Tall Paul wrote:I agree that's a reasonable argument.
I asked this earlier, how much force does a push need to be in order to be a foul? The laws just say a push is a foul, nothing about whether the push is enough to make the player fall over.
I think it's a foul by the letter of the law, but they're very rarely given.
Remember that the laws don't say that a push has to be with the hands. So basically every time two players touch, there is a foul (unless it's shoulder to shoulder within playing distance of the ball, the one aspect of touching that is specifically allowed). So if two players attack the same ball, they are both fouling each other and a drop ball should be awarded; if one of them is moving fractionally away at the moment of touching, then it is a free kick or a penalty. That is the definition of a foul in the way you are heading - the merest touch by definition has force behind it, so the merest touch becomes a foul. In this case, Ramsay backed into Tarkowski and Tarkowski came forward into Ramsay - simultaneous fouls by both players, drop ball.
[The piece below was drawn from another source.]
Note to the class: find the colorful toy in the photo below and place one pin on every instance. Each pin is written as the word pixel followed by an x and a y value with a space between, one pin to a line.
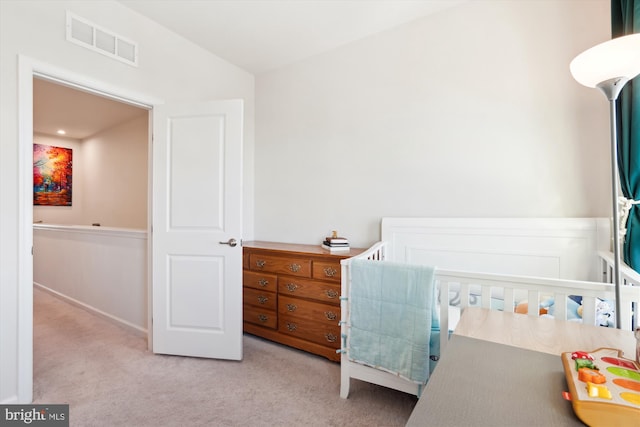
pixel 606 397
Even if you restrict pushes to pushes with the hands, it is very hard for a defender to avoid touching a man who is backing into him. Obviously he can jump for the ball with his hands behind his back, but you lose a lot of leverage that way which gives the forward a big advantage. Certainly applying your rules, you will have to accept that most contested headers will result in a free kick or penalty (or drop ball).
Getting away from this reductio ad absurdem, it's pretty clear that if Burnley players and Arsenal players had spent the entire match backing into someone and throwing themselves forward, we wouldn't have had a 5-5 draw all on penalties. The ref wouldn't give them all. But this one, he chose to give. Why, I don't know. Presumably he didn't feel the same pressure on him if he'd given another nine - or even three or four - earlier in the game. Presumably he saw Ramsay's Great Leap Forward, saw that Tarkowski's hands had been on Ramsay's back, and could not conceive of any reason for Ramsay to fall like that except that he had been pushed with great force. Or perhaps he was like you and thought that's a push, only a couple of inches and not enough to make any difference, and there must have been dozens of similar pushes all over the field that I didn't see, but I've seen that one so I'll give it.
If a push with that amount of force is a penalty, then the game is a lottery, and a lottery that will be won by the cheats. The FA want to take action and explain that very very slight contact does not make a foul - no, not even if the player springs forward as if out of a cannon.